What if one equity research firm was to send to a company it covers a questionnaire asking specifically for nonpublic information. This would be done in order to provide its clients with a “more accurate picture” of the company that what is achievable through public disclosure. How would the company react? And how would the compliance department of the research firm react?
You think no one would do that? Think again. It is done every year for a significant number of companies among the most respected one. It is done every year by research firm that publish report about the Corporate Social Responsibility (CSR) of issuers. It is to a certain extend ironic that these questionnaires will all circle around corporate governance and compliance issues. In order to fill them, you need to break one basic rule of corporate governance: Equal treatment of shareholders.
I realized this was the case, following changes at the GRESB (www.GRESB.com), a real estate CSR benchmarking non-profit group. We have been submitting data to the GRESB for the last two years (Our latest answers can be found here http://aox.ag/UzTCzV). What I, and probably a number of other companies initially overlooked, is that the GRESB is not only a benchmarking tool. In actual fact the data we would submit to GRESB would be re-used by GRESB, and fed into (paid?) research, that would be provided to selected investors.

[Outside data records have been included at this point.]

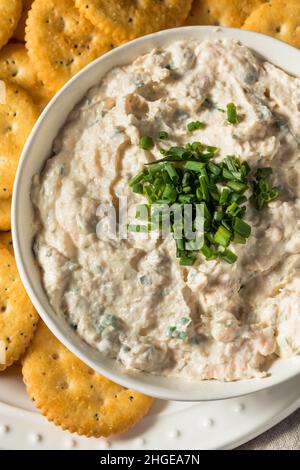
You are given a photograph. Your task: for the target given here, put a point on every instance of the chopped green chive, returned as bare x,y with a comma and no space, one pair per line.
228,256
195,125
241,227
194,166
187,175
231,113
146,143
223,236
163,135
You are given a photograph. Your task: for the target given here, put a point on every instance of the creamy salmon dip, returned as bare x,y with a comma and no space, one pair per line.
122,296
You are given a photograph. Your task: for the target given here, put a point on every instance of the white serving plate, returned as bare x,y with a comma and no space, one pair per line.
222,424
38,149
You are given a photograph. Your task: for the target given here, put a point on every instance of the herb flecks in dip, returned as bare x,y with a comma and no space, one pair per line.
131,299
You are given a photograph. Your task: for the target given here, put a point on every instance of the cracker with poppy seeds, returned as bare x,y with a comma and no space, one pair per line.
19,33
73,396
16,67
61,41
10,13
230,13
279,18
126,19
17,117
18,318
5,210
6,241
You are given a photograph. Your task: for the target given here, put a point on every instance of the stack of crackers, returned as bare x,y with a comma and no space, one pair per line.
43,43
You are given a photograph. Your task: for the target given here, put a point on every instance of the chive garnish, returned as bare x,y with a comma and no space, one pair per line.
231,113
223,236
146,143
195,125
187,175
262,192
163,135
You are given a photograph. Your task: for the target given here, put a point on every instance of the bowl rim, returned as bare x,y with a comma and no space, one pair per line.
119,376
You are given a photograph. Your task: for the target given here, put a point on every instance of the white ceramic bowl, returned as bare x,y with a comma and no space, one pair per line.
38,149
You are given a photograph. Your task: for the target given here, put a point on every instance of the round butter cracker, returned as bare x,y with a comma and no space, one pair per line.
5,210
73,396
279,18
18,318
127,19
61,41
230,13
17,117
16,67
10,13
19,33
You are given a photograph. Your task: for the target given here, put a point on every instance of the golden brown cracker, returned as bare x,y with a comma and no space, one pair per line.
17,117
127,19
5,209
75,397
16,67
279,18
6,241
61,41
19,33
230,13
18,318
10,13
2,92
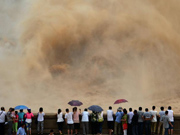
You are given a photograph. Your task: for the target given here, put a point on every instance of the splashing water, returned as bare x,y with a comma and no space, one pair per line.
95,51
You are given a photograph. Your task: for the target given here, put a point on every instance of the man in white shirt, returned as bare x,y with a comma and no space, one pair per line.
2,120
85,122
110,120
69,121
171,118
154,120
130,115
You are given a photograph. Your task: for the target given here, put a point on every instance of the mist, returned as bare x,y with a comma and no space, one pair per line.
94,51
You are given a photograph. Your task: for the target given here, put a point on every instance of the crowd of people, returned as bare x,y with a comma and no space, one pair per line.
120,123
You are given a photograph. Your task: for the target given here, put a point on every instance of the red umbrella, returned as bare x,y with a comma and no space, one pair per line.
120,101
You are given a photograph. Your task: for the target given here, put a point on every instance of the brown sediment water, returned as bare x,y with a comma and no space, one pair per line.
53,51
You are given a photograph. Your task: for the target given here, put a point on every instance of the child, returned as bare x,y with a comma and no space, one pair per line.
51,132
21,130
69,121
15,122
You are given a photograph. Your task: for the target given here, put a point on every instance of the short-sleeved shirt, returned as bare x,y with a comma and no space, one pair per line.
60,117
130,115
93,117
9,116
154,114
135,119
76,117
69,116
21,116
2,116
165,120
140,114
125,117
41,116
29,115
110,115
170,114
119,116
21,131
147,115
161,114
16,117
85,116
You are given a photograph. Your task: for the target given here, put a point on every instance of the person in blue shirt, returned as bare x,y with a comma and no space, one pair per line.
21,130
117,125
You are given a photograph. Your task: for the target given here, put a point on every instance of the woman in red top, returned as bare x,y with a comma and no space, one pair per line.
15,123
28,117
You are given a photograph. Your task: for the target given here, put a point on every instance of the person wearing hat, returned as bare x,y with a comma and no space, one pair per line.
29,115
117,125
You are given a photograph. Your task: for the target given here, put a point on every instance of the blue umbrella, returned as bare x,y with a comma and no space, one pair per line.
95,108
19,107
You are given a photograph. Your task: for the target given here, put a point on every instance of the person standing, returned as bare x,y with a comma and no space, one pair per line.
110,120
166,122
135,123
76,119
94,122
125,121
10,121
171,118
100,122
117,124
69,121
29,115
130,115
15,122
40,120
147,118
85,122
140,121
60,121
161,114
21,118
154,120
2,120
21,130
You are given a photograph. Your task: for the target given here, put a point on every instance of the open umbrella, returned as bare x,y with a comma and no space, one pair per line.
19,107
95,108
75,103
120,101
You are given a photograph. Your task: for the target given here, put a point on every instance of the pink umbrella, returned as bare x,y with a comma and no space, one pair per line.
120,101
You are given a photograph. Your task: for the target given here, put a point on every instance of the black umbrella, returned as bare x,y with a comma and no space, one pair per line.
95,108
75,103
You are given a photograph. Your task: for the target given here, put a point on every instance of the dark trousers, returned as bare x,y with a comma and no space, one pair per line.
148,127
129,129
20,123
94,127
166,131
135,129
140,128
85,128
10,124
100,124
1,128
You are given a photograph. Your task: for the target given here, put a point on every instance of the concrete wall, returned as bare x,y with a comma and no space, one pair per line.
50,123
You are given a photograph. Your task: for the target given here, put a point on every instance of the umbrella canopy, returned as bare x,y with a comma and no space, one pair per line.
120,101
95,108
75,103
19,107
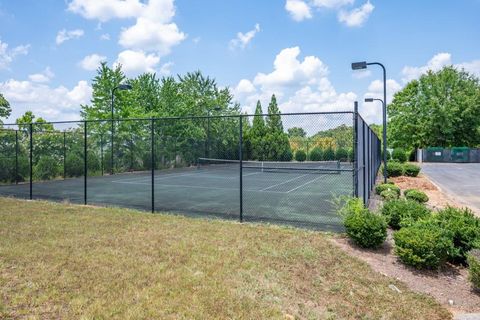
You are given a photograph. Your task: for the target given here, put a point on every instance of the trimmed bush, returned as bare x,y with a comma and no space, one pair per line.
423,245
394,169
416,195
473,259
300,155
411,170
341,154
399,155
316,154
388,195
387,186
399,213
329,154
465,229
365,228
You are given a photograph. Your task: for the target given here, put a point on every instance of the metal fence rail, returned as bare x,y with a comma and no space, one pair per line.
216,166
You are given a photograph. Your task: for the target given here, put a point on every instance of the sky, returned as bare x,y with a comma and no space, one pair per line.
299,50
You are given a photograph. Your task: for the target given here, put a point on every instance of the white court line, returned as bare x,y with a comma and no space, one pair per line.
278,184
302,185
200,187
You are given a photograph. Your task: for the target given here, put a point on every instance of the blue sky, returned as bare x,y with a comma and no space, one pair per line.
300,50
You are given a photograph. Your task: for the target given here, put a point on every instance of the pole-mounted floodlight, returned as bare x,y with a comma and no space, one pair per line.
363,65
123,86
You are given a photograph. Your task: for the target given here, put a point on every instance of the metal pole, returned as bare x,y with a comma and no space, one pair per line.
355,151
31,160
85,163
152,133
240,156
64,155
16,156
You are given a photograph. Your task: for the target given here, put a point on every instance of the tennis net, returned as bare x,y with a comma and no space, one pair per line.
307,167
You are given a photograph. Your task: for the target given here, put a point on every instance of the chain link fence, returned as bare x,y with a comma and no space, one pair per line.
280,168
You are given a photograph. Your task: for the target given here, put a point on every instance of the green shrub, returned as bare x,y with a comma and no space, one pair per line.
365,228
423,244
300,155
329,154
386,186
388,195
316,154
341,154
399,213
411,170
416,195
465,229
473,260
399,155
394,169
45,169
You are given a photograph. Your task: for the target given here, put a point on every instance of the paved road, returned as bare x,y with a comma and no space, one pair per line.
460,180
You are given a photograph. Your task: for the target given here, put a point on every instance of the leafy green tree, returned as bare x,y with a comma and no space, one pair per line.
440,109
5,109
296,132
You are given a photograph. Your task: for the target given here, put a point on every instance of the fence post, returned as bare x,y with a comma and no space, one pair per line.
152,136
240,156
355,149
31,160
85,163
16,156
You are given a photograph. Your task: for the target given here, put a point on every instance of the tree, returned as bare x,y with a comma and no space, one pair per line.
5,109
440,109
296,132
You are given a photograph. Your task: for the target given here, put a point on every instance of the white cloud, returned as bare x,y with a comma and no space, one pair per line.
136,62
65,35
91,62
298,10
42,77
8,55
51,103
357,16
243,39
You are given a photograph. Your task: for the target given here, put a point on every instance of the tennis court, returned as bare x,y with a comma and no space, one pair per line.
299,194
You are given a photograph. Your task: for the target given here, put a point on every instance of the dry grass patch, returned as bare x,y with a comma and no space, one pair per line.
65,261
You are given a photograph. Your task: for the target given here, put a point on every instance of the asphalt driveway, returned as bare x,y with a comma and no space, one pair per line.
460,180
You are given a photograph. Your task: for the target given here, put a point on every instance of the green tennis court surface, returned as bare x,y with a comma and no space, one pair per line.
300,197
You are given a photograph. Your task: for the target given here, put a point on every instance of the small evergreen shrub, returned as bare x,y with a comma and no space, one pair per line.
341,154
399,155
388,195
300,155
465,229
329,154
416,195
316,154
387,186
423,245
411,170
365,228
394,169
473,260
399,213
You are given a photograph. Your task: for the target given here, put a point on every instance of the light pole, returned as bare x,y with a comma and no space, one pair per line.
363,65
207,149
119,87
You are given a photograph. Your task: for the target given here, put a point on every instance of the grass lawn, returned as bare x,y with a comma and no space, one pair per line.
65,261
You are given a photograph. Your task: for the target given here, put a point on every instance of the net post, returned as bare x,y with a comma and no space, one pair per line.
16,156
64,155
152,158
355,149
85,162
31,160
240,156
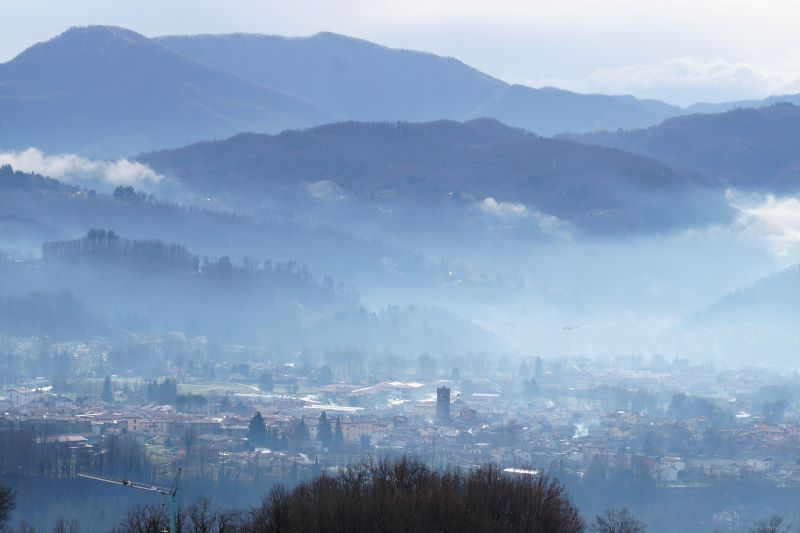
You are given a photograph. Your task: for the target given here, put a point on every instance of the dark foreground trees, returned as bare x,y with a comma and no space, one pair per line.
394,496
617,521
8,501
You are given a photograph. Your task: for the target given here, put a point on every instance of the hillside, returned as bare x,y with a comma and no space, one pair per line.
110,91
149,286
752,148
444,169
364,81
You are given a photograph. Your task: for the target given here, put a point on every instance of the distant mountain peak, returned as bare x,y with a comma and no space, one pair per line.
88,39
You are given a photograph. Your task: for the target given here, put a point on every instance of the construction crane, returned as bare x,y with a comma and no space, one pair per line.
171,492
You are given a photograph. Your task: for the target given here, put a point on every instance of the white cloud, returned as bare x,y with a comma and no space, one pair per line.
75,168
685,81
775,220
502,209
327,190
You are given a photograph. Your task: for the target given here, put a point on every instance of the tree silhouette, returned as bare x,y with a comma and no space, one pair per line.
257,431
8,501
324,432
107,395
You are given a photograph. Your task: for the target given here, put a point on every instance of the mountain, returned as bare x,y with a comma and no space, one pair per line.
749,148
756,321
431,170
104,90
770,300
721,107
364,81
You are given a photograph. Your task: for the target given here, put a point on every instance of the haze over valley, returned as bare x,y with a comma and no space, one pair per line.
255,256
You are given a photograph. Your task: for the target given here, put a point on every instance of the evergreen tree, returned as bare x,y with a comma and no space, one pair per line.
257,431
266,381
8,501
324,432
300,435
107,395
325,376
338,436
538,370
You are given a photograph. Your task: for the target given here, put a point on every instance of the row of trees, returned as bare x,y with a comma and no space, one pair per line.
331,436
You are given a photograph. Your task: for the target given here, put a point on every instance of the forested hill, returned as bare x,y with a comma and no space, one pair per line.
360,80
103,90
436,164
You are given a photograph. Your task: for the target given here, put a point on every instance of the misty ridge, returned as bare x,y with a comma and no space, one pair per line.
484,220
329,281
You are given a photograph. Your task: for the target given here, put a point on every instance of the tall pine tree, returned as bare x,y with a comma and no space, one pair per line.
257,431
324,432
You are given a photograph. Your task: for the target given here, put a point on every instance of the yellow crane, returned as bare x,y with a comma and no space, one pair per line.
171,492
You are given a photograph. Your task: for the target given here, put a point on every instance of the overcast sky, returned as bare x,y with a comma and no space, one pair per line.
680,51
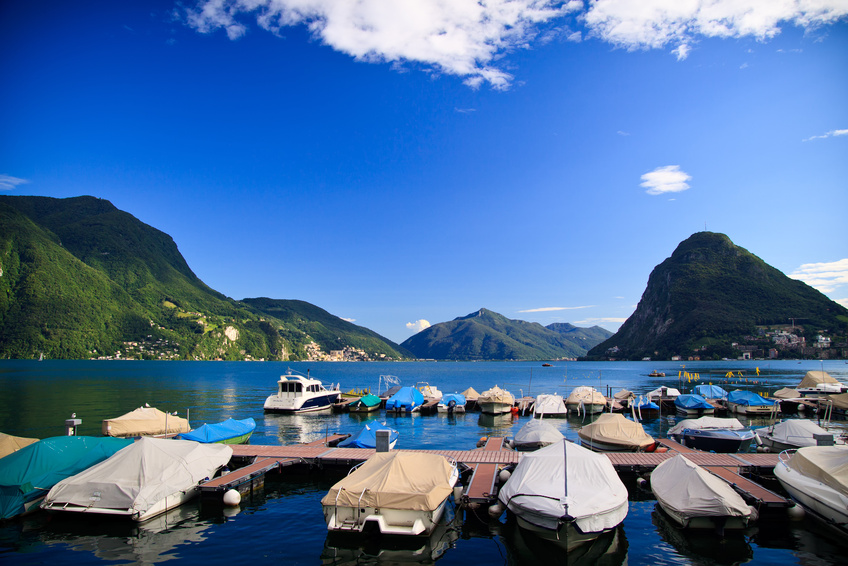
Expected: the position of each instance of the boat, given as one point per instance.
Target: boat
(145, 421)
(693, 405)
(816, 477)
(696, 499)
(612, 432)
(366, 404)
(400, 493)
(496, 401)
(297, 393)
(452, 403)
(406, 400)
(585, 399)
(28, 474)
(229, 431)
(713, 434)
(565, 493)
(143, 480)
(749, 403)
(367, 437)
(794, 433)
(536, 434)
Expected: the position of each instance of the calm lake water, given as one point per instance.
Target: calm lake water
(285, 524)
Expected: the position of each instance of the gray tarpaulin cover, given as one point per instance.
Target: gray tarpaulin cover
(142, 474)
(694, 492)
(566, 481)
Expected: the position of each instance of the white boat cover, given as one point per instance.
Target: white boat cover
(145, 421)
(707, 422)
(395, 480)
(614, 428)
(826, 464)
(538, 431)
(549, 405)
(566, 482)
(142, 474)
(694, 492)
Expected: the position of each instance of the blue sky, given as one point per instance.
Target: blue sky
(405, 163)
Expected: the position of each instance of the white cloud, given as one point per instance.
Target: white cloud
(826, 277)
(668, 179)
(418, 325)
(7, 182)
(830, 134)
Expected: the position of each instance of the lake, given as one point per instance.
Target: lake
(285, 523)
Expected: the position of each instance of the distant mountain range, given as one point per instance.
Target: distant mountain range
(487, 335)
(711, 293)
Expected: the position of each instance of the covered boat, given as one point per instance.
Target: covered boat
(496, 401)
(693, 405)
(713, 434)
(816, 477)
(697, 499)
(227, 432)
(566, 493)
(140, 481)
(406, 400)
(612, 432)
(549, 406)
(145, 421)
(28, 474)
(536, 434)
(367, 437)
(750, 403)
(401, 493)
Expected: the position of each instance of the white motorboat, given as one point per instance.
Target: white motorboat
(549, 406)
(140, 481)
(496, 401)
(696, 499)
(401, 493)
(816, 477)
(297, 393)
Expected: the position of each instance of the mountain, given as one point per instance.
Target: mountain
(487, 335)
(80, 278)
(711, 293)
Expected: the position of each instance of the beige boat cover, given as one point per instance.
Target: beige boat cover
(827, 464)
(613, 428)
(145, 421)
(694, 492)
(416, 481)
(496, 395)
(9, 444)
(816, 377)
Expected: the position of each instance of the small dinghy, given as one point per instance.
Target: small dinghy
(696, 499)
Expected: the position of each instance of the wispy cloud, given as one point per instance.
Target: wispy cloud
(7, 182)
(830, 134)
(826, 277)
(668, 179)
(548, 309)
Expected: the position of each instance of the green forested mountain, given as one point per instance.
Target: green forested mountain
(487, 335)
(711, 293)
(80, 278)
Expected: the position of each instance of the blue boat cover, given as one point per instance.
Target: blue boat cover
(367, 437)
(711, 391)
(748, 398)
(30, 472)
(406, 399)
(692, 401)
(220, 431)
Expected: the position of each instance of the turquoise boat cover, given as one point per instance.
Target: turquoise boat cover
(30, 472)
(367, 437)
(406, 399)
(219, 432)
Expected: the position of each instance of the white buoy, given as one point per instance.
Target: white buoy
(232, 498)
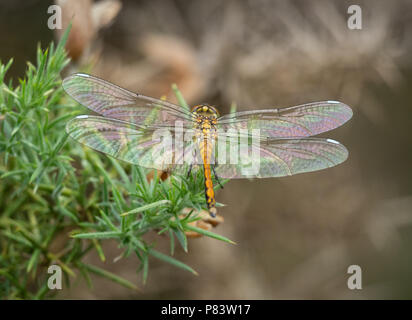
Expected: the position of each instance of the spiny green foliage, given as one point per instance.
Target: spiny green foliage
(58, 200)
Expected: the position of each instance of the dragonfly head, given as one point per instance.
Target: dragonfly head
(205, 110)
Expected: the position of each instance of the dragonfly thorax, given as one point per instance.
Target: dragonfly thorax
(205, 111)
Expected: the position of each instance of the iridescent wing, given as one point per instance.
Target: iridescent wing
(147, 146)
(115, 102)
(294, 122)
(279, 157)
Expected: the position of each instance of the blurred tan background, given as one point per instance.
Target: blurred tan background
(296, 236)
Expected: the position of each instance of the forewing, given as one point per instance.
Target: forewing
(139, 145)
(282, 157)
(294, 122)
(112, 101)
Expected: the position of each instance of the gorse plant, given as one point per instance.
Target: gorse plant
(59, 200)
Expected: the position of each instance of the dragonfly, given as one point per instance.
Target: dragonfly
(128, 124)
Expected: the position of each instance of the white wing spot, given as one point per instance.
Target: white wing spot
(332, 141)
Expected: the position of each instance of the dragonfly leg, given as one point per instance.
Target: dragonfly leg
(217, 177)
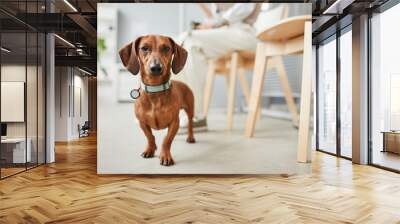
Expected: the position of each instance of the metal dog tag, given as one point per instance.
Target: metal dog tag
(135, 93)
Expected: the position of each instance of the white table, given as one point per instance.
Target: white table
(18, 144)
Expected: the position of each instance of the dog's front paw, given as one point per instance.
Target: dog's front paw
(148, 153)
(166, 159)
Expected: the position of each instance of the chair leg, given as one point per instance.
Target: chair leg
(286, 89)
(208, 87)
(305, 104)
(256, 88)
(244, 85)
(232, 88)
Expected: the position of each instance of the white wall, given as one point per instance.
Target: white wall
(173, 18)
(68, 82)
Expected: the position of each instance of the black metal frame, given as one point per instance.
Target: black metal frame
(44, 79)
(389, 4)
(338, 34)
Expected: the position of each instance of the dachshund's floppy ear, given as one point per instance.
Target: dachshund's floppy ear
(129, 58)
(180, 56)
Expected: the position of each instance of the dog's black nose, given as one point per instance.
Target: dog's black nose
(156, 69)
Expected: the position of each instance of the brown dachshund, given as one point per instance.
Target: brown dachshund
(160, 99)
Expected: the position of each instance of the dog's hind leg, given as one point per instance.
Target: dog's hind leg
(151, 143)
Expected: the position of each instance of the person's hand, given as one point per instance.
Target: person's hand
(204, 26)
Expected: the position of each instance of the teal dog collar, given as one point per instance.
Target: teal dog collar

My first reaction was to write the GRESB management a letter explaining that I did not felt that this was appropriate. However, before drafting such a letter I have done some research about how other do it. The most prominent of theses research firm (as they provide the research for Footsie4Good) is EIRIS (www.EIRIS.org). Much to my surprise, they actually openly and specifically mention that they would ask companies for non-public information. The headline on the company survey page reads as follow: “The EIRIS survey is a way for us to get the information that our clients require that is not already publicly available.” http://www.eiris.org/companies/eiris_survey.html
You might argue that this kind of information is not relevant for the investment decision. However, it seems important enough for AXA, BlackRock, and a number of other high profile investor to pay to get access to this information. It is also interesting to see that this information will then be available (against payment) on websites like www.CSRhub.com
Another high profile CSR adviser SAM (which deal with the Dow Jones sustainability index) is less explicit about the nature of the information it asks companies to report on. The website mentions that : "The annual assessment is based on an online questionnaire supported by extensive company documentation" http://www.sam-group.com/en/sustainability-insight/sam-corporate-sustainability-assessment.jsp
Anyway, this does not seem to have been caught up by any regulator, which tends to demonstrate that non-financial information is not considered as critical by regulators.
From today on, alstria will publish on its website the full extent of the questionnaire that we fill up to these kind of research firms, in order to make sure everyone have access to the same level of information. I will also still ask GRESB what their position on the topic is. It might as well be that I have it all wrong.